Arguments for and against it are discussed below:

Points in favour of providing depreciation:

1. After the expiry of the life of the asset, sufficient funds are made available to replace the old asset. Moreover, unless the firm provides depreciation on a replacement cost basis, it will have insufficient funds to keep its capital intact.

2. True profits are not closed under the original cost basis as depreciation is either undercharged or overcharged depending upon inflation or deflation.

3. The depreciation charge on the replacement cost in the cost accounts represents the true cost in as much as the cost so arrived at is comparable with the current selling price.

4. In case the value of the asset has gone up and depreciation is provided at the usual old rates, true price cannot be revealed.

5. Overstatement of profits in the original cost method results in higher taxation.

6. The inflated profits may be paid away in the form of dividend which may affect the financial position of the concern.

Points against:

The following are arguments against providing depreciation on replacement cost of an asset:

1. Depreciation is a charge for diminution in the book value of an asset and has nothing to do with the appreciation in its value or its replacement cost.

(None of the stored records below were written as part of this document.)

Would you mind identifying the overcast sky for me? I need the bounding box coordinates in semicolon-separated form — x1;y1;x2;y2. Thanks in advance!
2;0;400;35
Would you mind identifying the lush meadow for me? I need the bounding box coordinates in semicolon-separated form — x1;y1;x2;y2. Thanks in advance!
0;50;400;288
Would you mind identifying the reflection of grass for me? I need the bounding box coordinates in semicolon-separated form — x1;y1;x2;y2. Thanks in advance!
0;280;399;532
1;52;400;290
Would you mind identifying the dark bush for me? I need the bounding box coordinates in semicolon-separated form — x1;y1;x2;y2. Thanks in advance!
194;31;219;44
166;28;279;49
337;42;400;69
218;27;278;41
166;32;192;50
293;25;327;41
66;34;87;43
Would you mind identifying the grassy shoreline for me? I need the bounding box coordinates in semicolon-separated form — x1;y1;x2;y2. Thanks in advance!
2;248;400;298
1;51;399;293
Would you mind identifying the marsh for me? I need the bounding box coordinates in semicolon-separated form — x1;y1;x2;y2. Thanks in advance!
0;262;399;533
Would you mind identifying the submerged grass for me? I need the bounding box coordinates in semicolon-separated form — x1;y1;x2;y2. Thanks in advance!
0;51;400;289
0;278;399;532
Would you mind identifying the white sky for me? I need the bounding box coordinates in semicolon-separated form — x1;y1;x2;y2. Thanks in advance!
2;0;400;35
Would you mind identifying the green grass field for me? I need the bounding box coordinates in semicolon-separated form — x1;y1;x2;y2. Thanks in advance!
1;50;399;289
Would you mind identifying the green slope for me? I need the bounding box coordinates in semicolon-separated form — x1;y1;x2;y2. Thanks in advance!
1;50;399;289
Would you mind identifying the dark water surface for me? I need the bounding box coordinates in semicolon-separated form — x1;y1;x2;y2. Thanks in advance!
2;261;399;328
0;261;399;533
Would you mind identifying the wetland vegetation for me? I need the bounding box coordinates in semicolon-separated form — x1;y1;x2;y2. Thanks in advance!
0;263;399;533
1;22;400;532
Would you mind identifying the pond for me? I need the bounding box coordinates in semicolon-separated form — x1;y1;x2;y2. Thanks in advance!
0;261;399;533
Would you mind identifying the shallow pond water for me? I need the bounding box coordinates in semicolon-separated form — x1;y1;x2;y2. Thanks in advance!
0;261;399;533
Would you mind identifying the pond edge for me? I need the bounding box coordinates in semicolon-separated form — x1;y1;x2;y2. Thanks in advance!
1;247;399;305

2. The actual cost of an asset should be taken into account for costing purposes. Providing depreciation on replacement cost is misleading and is a departure from costing principles.

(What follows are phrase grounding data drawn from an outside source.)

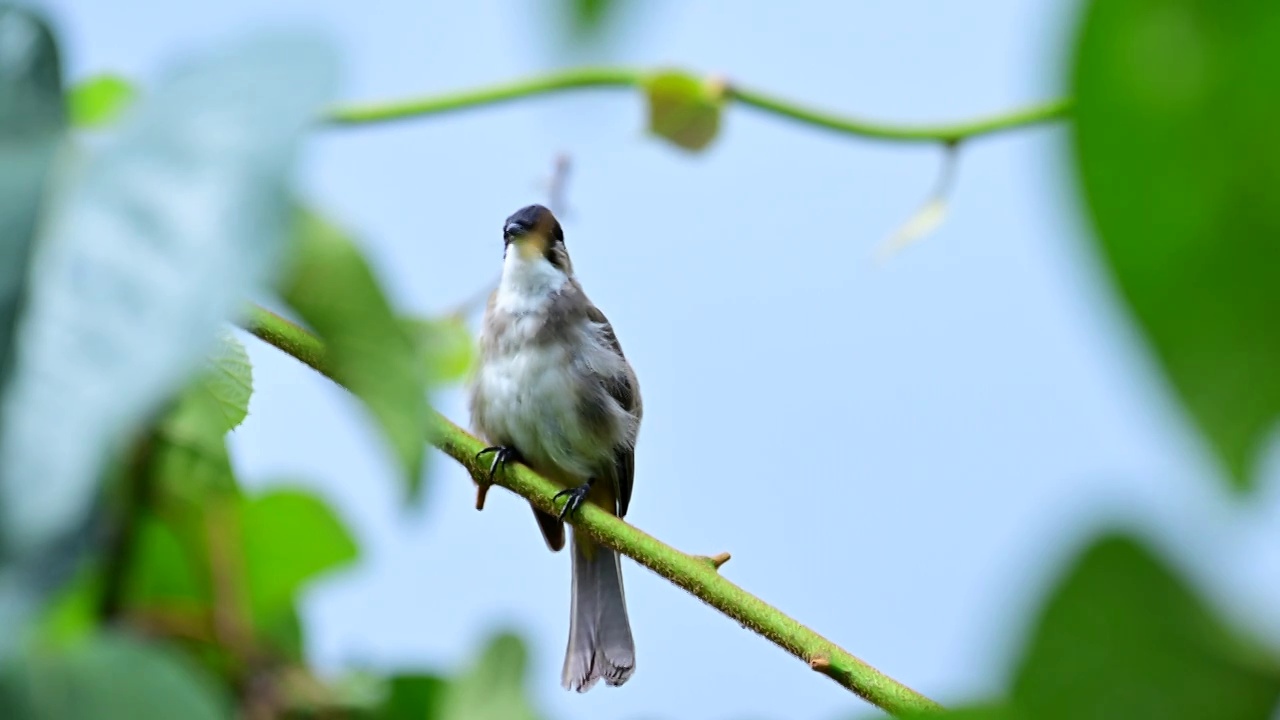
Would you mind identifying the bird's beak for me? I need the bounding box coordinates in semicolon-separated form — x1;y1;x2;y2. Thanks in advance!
506;227;549;260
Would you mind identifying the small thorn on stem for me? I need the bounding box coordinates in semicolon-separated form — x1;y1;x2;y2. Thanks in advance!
696;551;732;571
475;482;491;511
809;654;832;672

3. ‘Replacement Reserve’ can be created to provide sufficient funds for replacement of an asset.

4. This method is not approved by the Revenue Department. In India, the Income tax Act approves the charging of depreciation on the original cost of the asset.

5. In an inflationary economy it becomes very difficult to ascertain the true replacement cost of an asset. So, the practical application of this method also has certain difficulties.

Item # 23. Cost Office Expenses:

Expenses incurred in connection with Cost Office are treated as an item of administration overhead. Sometimes they are apportioned to factory, administration and selling divisions on the basis of estimated benefit obtained by each.

Item # 24. Profit Sharing Bonus:

In a profit sharing bonus scheme the bonus is paid out of profit and so this should be excluded in cost accounts. Since bonus is a part of wages, some accountants prefer to treat bonus as an overhead and is apportioned to different departments on the basis of wages of each department. When payment of bonus becomes obligatory it is to be apportioned to these functions.

Item # 25. After-Sales Service Costs:

After-sales service costs include salaries paid to staff engaged in after-sales service, rectification expenses during the warranty period. These costs are treated as product costs. In some cases, after-sales service costs are treated as part of selling overhead and pro-rated to different products on the basis of sales achieved.

Item # 26. Interest on Capital:

Whether interest on capital is to be treated as an element of cost is a controversial issue.